Friday, March 10, 2006
Follow up: Nebraska Supreme Court on further review reverses Court of Appeals decision to order a new trial when prosecutor failed to disclose a purportedly exculpatory witness statement; Supreme Court (J Miller-Lerman) appears to reject a statutory standard under 29-2001 that would be more lenient to defendants than the Brady standard as the US Supreme Court currently assesses alleged Brady violationsState v Lykens Filed March 10, 2006. No. S-04-844; court of appeals decision reversed. The Court of Appeals had reversed Lykens verdict because the defendant and his attorney discovered after trial that the Fremont police had an exculpatory statement from a witness that the state failed to disclose. The Court of Appeals ruled that the standard for a new trial for failure to disclose evidence was under state statute and federal constitutional law is "when the evidence alleged to be newly discovered was withheld by the State, a defendant is entitled to a new trial if the omitted evidence could have created a reasonable doubt that he or she committed the alleged crime or crimes. (emphasis supplied)" The Supreme Court reverses and finds the standard should be "whether the nature of the evidence at issue was such that the State's failure to disclose it to (Def) prior to trial violated Def's due process rights.

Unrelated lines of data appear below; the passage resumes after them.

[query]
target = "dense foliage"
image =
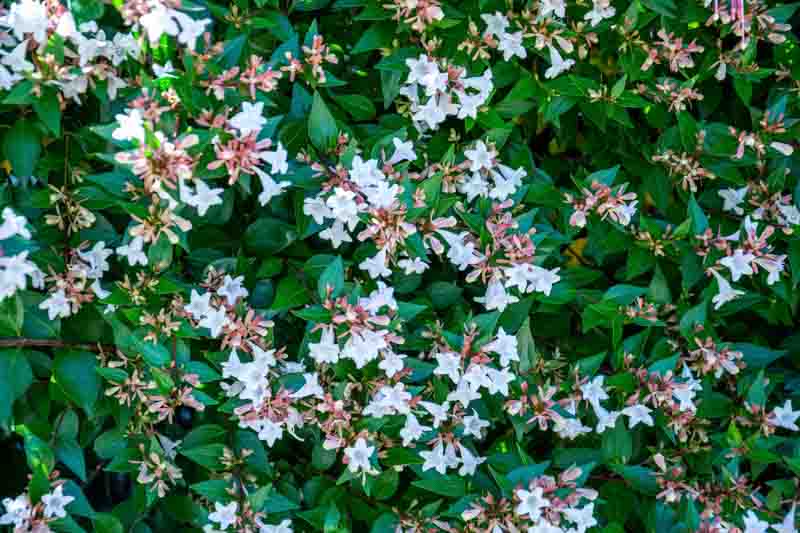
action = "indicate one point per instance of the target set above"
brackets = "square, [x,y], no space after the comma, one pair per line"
[399,266]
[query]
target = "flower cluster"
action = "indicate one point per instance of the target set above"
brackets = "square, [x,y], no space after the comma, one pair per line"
[399,266]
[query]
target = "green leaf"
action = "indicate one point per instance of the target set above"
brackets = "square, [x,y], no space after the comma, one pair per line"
[450,486]
[332,278]
[357,106]
[15,378]
[290,293]
[48,110]
[322,129]
[74,372]
[267,236]
[22,147]
[207,455]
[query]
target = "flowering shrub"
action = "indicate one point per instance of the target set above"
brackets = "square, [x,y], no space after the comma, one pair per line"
[399,266]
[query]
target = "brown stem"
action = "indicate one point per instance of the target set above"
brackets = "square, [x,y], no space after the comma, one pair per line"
[21,342]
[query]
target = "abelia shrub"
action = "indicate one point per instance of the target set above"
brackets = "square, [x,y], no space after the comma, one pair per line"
[399,266]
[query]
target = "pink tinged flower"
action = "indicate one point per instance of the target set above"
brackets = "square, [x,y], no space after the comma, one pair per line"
[250,118]
[495,24]
[224,515]
[403,151]
[376,266]
[785,417]
[511,45]
[531,503]
[57,305]
[558,64]
[732,198]
[726,292]
[204,197]
[496,297]
[358,456]
[215,320]
[326,350]
[198,306]
[133,252]
[638,414]
[740,263]
[753,524]
[13,225]
[55,503]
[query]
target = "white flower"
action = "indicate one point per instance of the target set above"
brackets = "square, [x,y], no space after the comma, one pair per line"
[232,289]
[157,22]
[15,60]
[131,126]
[495,24]
[473,425]
[191,29]
[438,412]
[13,225]
[101,293]
[326,350]
[556,7]
[133,252]
[403,151]
[311,387]
[785,417]
[57,305]
[97,259]
[316,209]
[505,346]
[164,71]
[224,515]
[336,234]
[496,297]
[731,199]
[13,270]
[284,527]
[606,419]
[28,16]
[739,264]
[593,391]
[448,364]
[392,363]
[358,456]
[413,266]
[558,64]
[726,292]
[600,10]
[752,524]
[531,503]
[774,267]
[54,503]
[511,45]
[412,430]
[376,266]
[198,306]
[469,462]
[215,320]
[343,207]
[18,511]
[480,157]
[249,119]
[583,518]
[435,459]
[637,414]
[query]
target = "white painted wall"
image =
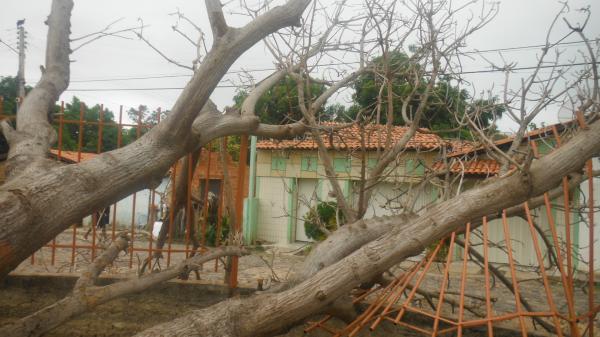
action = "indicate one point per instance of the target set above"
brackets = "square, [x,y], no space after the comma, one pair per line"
[273,210]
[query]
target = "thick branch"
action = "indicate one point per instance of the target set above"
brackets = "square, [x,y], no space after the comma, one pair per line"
[25,202]
[274,312]
[85,296]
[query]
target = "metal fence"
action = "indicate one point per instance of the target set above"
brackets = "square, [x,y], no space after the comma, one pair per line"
[182,234]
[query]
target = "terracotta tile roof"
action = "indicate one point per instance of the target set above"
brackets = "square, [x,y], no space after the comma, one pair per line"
[349,138]
[533,134]
[487,167]
[458,146]
[72,156]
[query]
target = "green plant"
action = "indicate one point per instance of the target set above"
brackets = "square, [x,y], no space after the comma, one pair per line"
[211,232]
[323,215]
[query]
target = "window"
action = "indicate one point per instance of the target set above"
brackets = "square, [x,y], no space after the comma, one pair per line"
[309,163]
[341,165]
[415,167]
[278,163]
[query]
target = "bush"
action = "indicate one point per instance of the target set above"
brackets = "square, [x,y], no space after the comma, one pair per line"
[211,232]
[324,214]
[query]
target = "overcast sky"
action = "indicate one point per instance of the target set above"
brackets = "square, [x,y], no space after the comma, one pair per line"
[519,23]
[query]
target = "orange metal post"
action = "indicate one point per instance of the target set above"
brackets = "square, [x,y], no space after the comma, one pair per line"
[138,131]
[219,219]
[171,215]
[239,204]
[205,195]
[418,283]
[563,274]
[445,280]
[79,145]
[461,303]
[119,140]
[513,274]
[488,300]
[591,284]
[60,135]
[188,206]
[540,259]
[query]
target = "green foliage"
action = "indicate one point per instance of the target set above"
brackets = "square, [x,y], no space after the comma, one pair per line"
[324,214]
[445,101]
[211,231]
[8,90]
[90,132]
[279,105]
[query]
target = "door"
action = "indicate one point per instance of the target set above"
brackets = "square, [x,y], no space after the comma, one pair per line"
[307,198]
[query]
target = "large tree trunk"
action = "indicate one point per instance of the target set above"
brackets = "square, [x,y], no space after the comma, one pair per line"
[41,198]
[267,314]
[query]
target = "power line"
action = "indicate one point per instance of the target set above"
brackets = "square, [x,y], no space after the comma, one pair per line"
[143,89]
[320,66]
[456,73]
[11,48]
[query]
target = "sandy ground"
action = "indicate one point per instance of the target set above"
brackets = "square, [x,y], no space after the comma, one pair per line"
[269,264]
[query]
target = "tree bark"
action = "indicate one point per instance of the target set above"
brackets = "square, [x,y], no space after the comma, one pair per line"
[42,198]
[86,295]
[267,314]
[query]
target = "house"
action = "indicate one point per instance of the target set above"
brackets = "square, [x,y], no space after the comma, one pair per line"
[474,164]
[290,177]
[134,209]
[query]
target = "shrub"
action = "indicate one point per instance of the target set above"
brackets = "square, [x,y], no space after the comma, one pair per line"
[325,214]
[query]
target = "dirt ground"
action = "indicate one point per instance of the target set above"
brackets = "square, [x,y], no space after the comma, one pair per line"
[125,316]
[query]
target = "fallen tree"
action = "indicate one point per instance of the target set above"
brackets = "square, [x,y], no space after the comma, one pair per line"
[271,313]
[33,210]
[86,295]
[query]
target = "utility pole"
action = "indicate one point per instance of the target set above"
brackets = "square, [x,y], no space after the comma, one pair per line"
[21,73]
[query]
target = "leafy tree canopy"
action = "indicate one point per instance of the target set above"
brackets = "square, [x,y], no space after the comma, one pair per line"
[445,102]
[279,105]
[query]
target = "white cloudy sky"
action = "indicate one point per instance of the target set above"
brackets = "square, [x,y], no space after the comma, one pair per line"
[519,23]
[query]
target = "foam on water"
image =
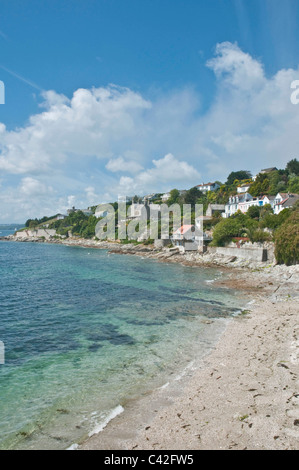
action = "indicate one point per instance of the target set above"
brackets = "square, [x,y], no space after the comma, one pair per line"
[85,331]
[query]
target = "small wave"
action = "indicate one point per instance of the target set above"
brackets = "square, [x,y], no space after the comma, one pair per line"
[189,367]
[73,447]
[164,386]
[99,427]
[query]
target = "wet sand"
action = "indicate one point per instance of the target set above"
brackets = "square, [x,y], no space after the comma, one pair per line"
[245,395]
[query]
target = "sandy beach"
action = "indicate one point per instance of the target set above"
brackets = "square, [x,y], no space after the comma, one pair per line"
[245,395]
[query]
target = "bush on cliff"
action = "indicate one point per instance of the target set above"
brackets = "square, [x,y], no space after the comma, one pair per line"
[287,241]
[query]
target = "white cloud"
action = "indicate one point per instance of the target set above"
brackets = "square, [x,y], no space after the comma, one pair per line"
[166,173]
[78,146]
[120,164]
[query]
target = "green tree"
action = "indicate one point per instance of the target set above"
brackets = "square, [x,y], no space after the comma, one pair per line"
[238,175]
[287,241]
[192,196]
[174,197]
[293,186]
[254,212]
[293,167]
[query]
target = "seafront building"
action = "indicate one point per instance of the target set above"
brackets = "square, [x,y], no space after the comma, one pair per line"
[242,202]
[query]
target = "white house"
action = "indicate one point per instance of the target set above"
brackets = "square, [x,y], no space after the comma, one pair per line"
[165,197]
[205,187]
[284,201]
[243,188]
[234,203]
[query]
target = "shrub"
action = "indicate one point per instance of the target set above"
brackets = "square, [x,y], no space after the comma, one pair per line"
[287,241]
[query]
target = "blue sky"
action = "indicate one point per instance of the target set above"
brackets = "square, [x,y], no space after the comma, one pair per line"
[200,88]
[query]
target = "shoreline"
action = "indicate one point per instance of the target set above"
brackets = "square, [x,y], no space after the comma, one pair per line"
[245,395]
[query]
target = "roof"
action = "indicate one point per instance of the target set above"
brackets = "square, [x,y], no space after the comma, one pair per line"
[290,201]
[270,169]
[183,229]
[205,184]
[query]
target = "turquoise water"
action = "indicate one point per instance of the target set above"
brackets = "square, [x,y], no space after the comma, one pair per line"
[85,331]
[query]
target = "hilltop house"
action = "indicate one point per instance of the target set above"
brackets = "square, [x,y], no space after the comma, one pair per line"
[284,201]
[205,187]
[268,170]
[214,208]
[165,197]
[244,188]
[234,204]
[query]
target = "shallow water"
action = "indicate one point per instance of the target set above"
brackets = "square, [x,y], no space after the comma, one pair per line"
[85,331]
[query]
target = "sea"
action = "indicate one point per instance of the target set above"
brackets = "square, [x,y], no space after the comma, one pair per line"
[85,332]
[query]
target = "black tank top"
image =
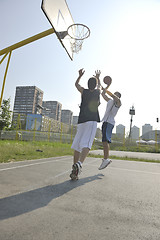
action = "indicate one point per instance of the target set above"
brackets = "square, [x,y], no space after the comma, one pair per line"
[89,106]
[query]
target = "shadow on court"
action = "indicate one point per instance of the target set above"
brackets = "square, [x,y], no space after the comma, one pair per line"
[26,202]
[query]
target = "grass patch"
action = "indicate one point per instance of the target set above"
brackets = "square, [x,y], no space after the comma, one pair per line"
[11,151]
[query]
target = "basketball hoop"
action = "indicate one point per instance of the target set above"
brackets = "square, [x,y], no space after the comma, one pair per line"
[78,32]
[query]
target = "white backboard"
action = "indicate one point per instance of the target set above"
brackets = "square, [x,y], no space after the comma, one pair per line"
[59,16]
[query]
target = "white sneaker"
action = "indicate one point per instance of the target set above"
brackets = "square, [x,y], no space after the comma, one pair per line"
[104,164]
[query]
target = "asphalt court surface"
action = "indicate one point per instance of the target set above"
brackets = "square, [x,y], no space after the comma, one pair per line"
[39,201]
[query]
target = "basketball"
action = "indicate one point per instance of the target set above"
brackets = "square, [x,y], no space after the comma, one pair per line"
[107,80]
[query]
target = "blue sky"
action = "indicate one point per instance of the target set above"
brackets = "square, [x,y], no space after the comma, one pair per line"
[124,43]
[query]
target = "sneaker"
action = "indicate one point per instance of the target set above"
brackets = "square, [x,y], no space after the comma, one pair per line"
[104,164]
[76,170]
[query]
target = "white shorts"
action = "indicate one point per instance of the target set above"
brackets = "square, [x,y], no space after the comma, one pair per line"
[85,135]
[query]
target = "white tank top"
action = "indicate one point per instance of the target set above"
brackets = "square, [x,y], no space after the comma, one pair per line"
[110,113]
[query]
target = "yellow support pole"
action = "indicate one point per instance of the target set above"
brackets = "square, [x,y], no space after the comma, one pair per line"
[156,145]
[3,58]
[49,130]
[4,80]
[35,123]
[26,41]
[124,140]
[71,133]
[61,132]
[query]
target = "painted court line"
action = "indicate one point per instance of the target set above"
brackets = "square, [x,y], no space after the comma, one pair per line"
[31,164]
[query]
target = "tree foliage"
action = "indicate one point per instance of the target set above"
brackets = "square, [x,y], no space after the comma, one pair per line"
[5,115]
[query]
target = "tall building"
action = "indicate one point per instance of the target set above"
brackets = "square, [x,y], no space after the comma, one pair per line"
[146,128]
[135,133]
[28,99]
[52,109]
[67,116]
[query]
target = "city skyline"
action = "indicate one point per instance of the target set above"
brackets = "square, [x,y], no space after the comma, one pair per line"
[124,44]
[51,102]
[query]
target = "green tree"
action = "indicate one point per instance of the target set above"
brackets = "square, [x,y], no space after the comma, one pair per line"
[5,115]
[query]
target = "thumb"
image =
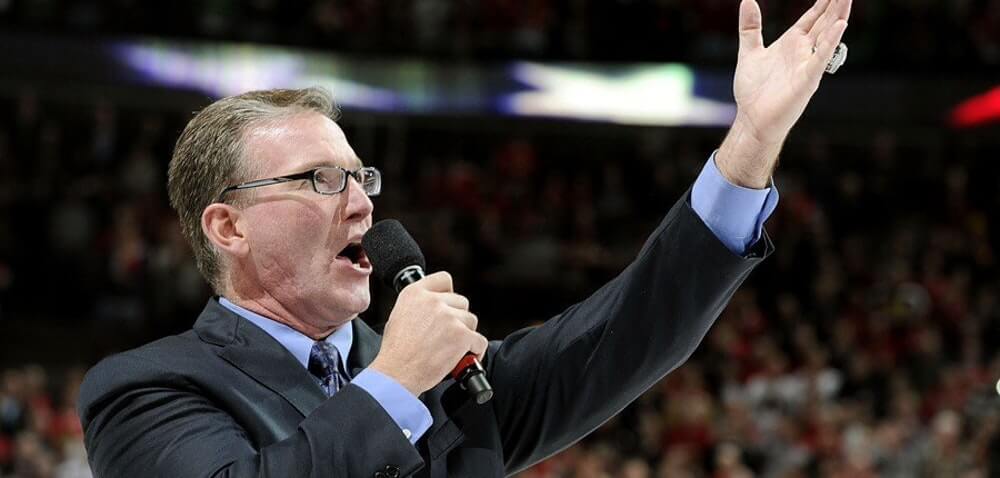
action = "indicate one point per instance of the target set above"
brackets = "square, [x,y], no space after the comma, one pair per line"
[751,37]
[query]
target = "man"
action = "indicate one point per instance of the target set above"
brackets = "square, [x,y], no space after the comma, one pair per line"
[277,378]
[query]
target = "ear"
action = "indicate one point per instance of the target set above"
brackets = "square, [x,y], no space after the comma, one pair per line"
[222,225]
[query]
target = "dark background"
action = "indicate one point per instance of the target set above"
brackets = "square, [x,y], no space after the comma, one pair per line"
[866,346]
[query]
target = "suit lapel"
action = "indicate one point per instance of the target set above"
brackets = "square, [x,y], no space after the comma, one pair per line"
[442,401]
[258,355]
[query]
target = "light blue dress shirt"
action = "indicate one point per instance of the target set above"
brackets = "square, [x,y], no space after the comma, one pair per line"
[734,214]
[406,410]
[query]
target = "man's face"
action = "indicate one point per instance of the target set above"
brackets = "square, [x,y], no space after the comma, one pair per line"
[295,235]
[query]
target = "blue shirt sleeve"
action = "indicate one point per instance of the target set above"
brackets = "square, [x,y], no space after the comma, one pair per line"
[734,214]
[406,410]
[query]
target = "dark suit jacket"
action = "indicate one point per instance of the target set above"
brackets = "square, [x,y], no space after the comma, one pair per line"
[225,399]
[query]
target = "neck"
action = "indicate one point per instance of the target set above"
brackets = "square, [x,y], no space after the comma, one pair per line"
[273,309]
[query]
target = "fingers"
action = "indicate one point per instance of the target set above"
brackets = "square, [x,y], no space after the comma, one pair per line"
[808,19]
[478,346]
[468,319]
[437,282]
[751,37]
[836,10]
[457,301]
[826,45]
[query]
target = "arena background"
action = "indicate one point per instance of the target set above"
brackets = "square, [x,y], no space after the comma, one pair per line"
[530,146]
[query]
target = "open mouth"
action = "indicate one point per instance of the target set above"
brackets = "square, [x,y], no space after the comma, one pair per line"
[356,254]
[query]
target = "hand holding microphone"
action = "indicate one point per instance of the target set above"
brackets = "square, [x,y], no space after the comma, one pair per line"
[430,329]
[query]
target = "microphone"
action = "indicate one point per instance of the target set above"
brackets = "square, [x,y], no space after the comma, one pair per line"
[398,263]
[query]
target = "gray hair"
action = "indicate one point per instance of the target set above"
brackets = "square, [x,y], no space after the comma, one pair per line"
[210,156]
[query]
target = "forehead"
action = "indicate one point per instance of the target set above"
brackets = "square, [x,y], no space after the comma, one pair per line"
[297,143]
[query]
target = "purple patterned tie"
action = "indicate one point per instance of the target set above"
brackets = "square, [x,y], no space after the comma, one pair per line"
[324,364]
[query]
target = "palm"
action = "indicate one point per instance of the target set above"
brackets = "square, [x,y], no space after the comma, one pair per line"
[773,85]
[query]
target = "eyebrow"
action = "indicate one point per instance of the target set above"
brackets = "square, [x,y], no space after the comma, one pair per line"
[325,163]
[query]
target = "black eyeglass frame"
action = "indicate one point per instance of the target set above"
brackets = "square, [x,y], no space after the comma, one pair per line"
[310,175]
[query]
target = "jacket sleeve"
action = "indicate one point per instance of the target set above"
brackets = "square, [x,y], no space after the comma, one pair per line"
[559,381]
[140,419]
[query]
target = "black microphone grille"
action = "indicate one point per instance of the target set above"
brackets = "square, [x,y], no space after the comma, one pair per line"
[391,249]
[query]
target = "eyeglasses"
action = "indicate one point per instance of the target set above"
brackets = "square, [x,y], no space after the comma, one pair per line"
[327,180]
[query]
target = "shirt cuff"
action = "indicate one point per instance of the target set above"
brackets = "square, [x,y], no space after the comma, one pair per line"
[734,214]
[406,410]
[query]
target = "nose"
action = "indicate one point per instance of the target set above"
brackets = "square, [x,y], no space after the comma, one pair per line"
[358,205]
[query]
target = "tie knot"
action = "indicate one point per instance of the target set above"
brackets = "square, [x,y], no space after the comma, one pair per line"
[324,361]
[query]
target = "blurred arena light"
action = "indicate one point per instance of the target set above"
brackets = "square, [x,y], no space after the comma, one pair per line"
[631,94]
[977,111]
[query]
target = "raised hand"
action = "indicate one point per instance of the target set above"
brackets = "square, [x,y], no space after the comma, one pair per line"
[774,84]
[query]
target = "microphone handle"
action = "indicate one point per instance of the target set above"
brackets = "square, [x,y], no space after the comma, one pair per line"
[469,373]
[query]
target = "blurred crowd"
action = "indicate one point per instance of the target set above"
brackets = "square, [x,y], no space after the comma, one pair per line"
[866,346]
[912,34]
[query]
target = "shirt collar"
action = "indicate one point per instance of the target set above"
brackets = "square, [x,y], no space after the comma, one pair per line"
[294,341]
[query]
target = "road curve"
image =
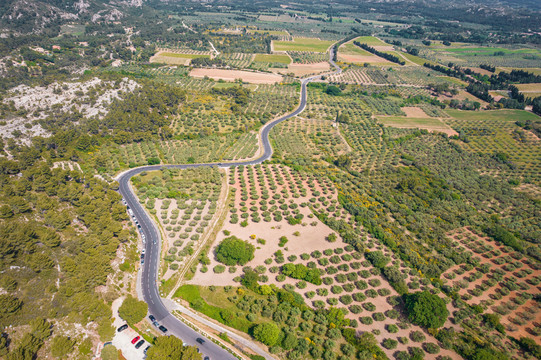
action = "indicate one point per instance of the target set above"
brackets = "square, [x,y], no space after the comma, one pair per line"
[149,275]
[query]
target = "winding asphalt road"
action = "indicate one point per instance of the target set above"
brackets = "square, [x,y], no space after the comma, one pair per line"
[149,276]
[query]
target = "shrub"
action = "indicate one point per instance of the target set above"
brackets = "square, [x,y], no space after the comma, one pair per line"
[417,336]
[132,310]
[234,251]
[389,344]
[302,272]
[218,269]
[346,299]
[267,333]
[431,348]
[366,320]
[426,309]
[392,328]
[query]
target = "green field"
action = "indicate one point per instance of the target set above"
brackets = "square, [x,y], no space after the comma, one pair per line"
[303,44]
[371,41]
[496,115]
[185,56]
[270,32]
[226,85]
[417,59]
[535,71]
[350,48]
[408,122]
[74,30]
[274,58]
[467,51]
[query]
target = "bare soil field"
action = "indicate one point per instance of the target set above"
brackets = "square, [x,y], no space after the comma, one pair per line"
[463,95]
[170,60]
[232,75]
[301,70]
[425,122]
[361,59]
[415,112]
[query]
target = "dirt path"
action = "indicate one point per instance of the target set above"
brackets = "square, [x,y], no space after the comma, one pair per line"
[219,215]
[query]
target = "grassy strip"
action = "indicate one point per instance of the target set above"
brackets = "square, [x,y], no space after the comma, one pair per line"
[184,56]
[275,58]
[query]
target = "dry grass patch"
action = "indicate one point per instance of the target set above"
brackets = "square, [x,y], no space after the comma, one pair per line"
[232,75]
[300,70]
[426,123]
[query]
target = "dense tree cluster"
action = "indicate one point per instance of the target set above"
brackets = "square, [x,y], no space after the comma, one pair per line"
[426,309]
[302,272]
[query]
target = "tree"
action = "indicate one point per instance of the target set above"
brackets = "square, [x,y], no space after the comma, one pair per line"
[171,347]
[333,90]
[133,310]
[110,352]
[62,346]
[234,251]
[426,309]
[342,161]
[267,333]
[9,305]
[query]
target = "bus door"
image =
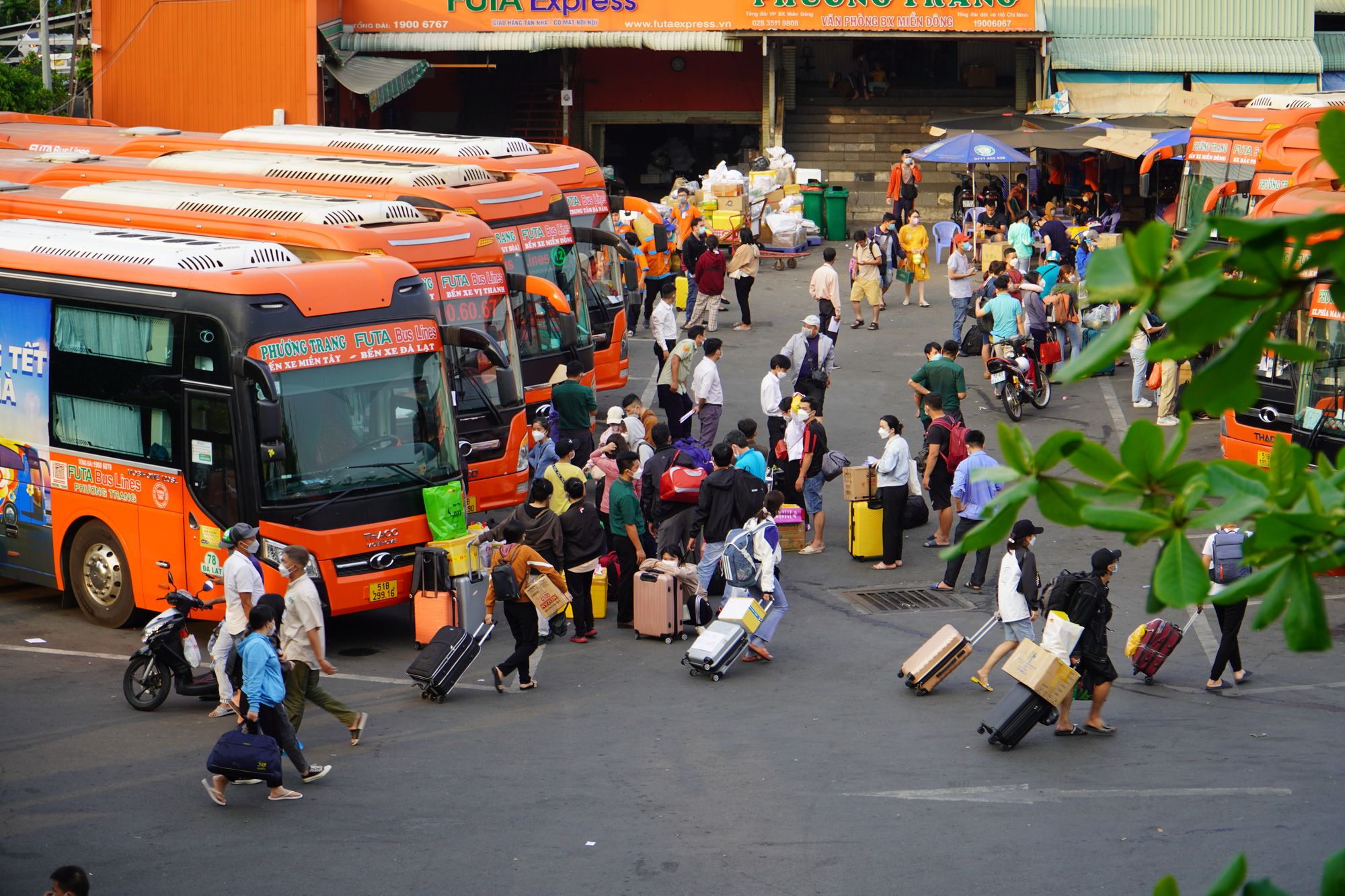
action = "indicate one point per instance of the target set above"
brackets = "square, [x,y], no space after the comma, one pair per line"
[213,494]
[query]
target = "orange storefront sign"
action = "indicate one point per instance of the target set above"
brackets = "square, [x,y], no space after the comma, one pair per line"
[700,15]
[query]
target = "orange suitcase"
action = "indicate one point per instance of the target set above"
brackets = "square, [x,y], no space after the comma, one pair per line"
[938,657]
[658,607]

In this case, the evidence was not material under the Bagley standard (United States v. Bagley, 473 U.S. 667 , 105 S. Ct. 3375, 87 L. Ed. 2d 481 (1985)'superseding United States v. Agurs, 427 U.S. 97 96 S. Ct. 2392, 49 L. Ed. 2d 342 (1976)and that therefore, the State's failure to disclose it did not violate Lykens' due process rights and was not a sufficiently serious nondisclosure so as to arise to a Brady 373 U.S. 83 violation. Therefore, the district court did not abuse its discretion by denying Lykens' supplemental motion for new trial, and the Court of Appeals' conclusion to the contrary was error.
The interview evidence was not of an impeaching nature, nor did it serve directly to exculpate Lykens.
Brainard's interview did not deny Lykens a fair trial, and on the contrary, the guilty verdict is worthy of confidence. See Kyles v. Whitley, 514 U.S. 419, 434, 115 S. Ct. 1555, 131 L. Ed. 2d 490 (1995) {standard is a verdict worthy of confidence} We conclude that there is not a reasonable probability that had the evidence been disclosed to the defense, the result of the proceeding would have been different. We conclude there was no Brady 373 U.S. 83 violation.